How Miss Perkins Learned To Lobby


She went again to Smith, pointing out that she had sufficient votes pledged in both the senate and the assembly to pass the bill if only the committee would report it out. “You’re in favor of this bill,” she said. “Can’t you give me some assurance it will be voted on?”

He was silent, and she realized that he was in some way taking her measure. Finally he said: “Now, I’m going to tell you something. You’ll have to be very careful. You mustn’t repeat this. You can go along to Europe with perfect ease of mind. The bill isn’t going to be passed or reported this year.”


“Mr. Smith,” she exclaimed, “how do you know? How can you possibly know that?”

“I had a talk with Murphy. You can never get it out of committee. That’s the truth, and you go do as you please. You won’t do any good staying around here, because it’s not going to be taken up.”

“But why?”

“There’s lots of good Democrats who don’t believe in this kind of thing.”

“Tell me who,” she insisted. “The Democratic party had a kind of resolution in favor of it at the last convention.”

“Yeah, but that don’t mean anything. That was for the front. That sounded good because the Republicans didn’t have any such thing. Your people agitated enough. Some of them got it introduced. The Democrats couldn’t vote against it, and so they voted for it. Do you know who one of the big contributors to the Democratic fund is?”

She shook her head.

“It’s the Huyler Candy Factory. They’re great friends of Mr. Murphy’s, and they live right down there near him. It’s not going to go through yet. You can take that as a tip, but don’t you tell anybody.”

Recognizing that Smith had been extraordinarily frank, she was careful not to betray him. But she could not bring herself to follow his advice. Her friends sailed without her, and she continued to appear in Albany several days each week, talking, urging, asking Why? and Why not? As long as the legislature was in session, there was a chance. But when it finally adjourned on October 6, Smith was proved right; the bill had never reached the floor.

When the New York legislature convened for its new session in January, 1912, Frances Perkins again began her weekly trips to Albany to lobby for the fifty-four-hour bill. As she remarked later with amusement, to others she must have appeared to think the session’s only purpose was to pass that bill. Nevertheless, her intensity contributed to her effectiveness as a lobbyist. She cared deeply that women and children should not work more than fifty-four hours in a week, and her knowledge of the consequences of such a work week was formidable. With eyes burning, she often could transfix an assemblyman or senator until he, too, was ready to cry out that the hours must be limited.

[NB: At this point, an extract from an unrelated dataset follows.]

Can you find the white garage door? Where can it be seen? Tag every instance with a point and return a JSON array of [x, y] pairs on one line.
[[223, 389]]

She started again with Smith. This year, as a result of a loss of Democratic seats in the election, he was only the minority leader in the assembly, though the Democrats had retained control of the senate and the governorship.

In the months since the 1911 session of the legislature she had come to know Smith better, though they continued, as they would for life, to address each other as “Miss Perkins” and “Mr. Smith” or by title, “Madam Chairman” and “Governor.” Yet their friendship already was intimate and subtle. She never asked him directly whether he would vote for the fifty-four-hour bill. She knew that he personally was for it, but she also knew that Murphy as head of Tammany was against it and might require Smith to vote against it. He on his side never volunteered how he would vote on the bill, though he was always willing to advise her how to advance it. At times, as in the case of the Huylers’ opposition, he would even reveal what Murphy would have kept secret. But he never promised anything he could not deliver, and for that she liked him very much.

She made use of everything he told her. In the autumn, for help in combating the opposition of the Huyler brothers, she had turned to some of the socially prominent members of her league’s board of directors. Mr. and Mrs. R. Fulton Cutting and Mrs. Benjamin Nicoll began to include the Huylers and their wives in social gatherings at which the bemused guests discovered that their hosts favored the fifty-four-hour bill. To influence the Bloomingdale brothers, who owned a large department store, Perkins talked to their rabbi, Stephen Wise. It was, she was learning, all part of lobbying.

At her first meeting with Smith that winter she said, “I’ve done a lot. I took your hint. I don’t think all the opposition that was going around about this bill will be present now.”

“Perhaps,” he said, adding, “I noticed you stuck around all summer even though I told you to go on to Europe.”

“Well, I thought there might just be a chance.”

“There wasn’t any chance; I told you the truth. But you didn’t lose anything by staying around. You made friends up here because they all knew that you were staying when it was hopeless, that you weren’t going to give up. They know you mean business, so they’ll listen to you more than they used to.”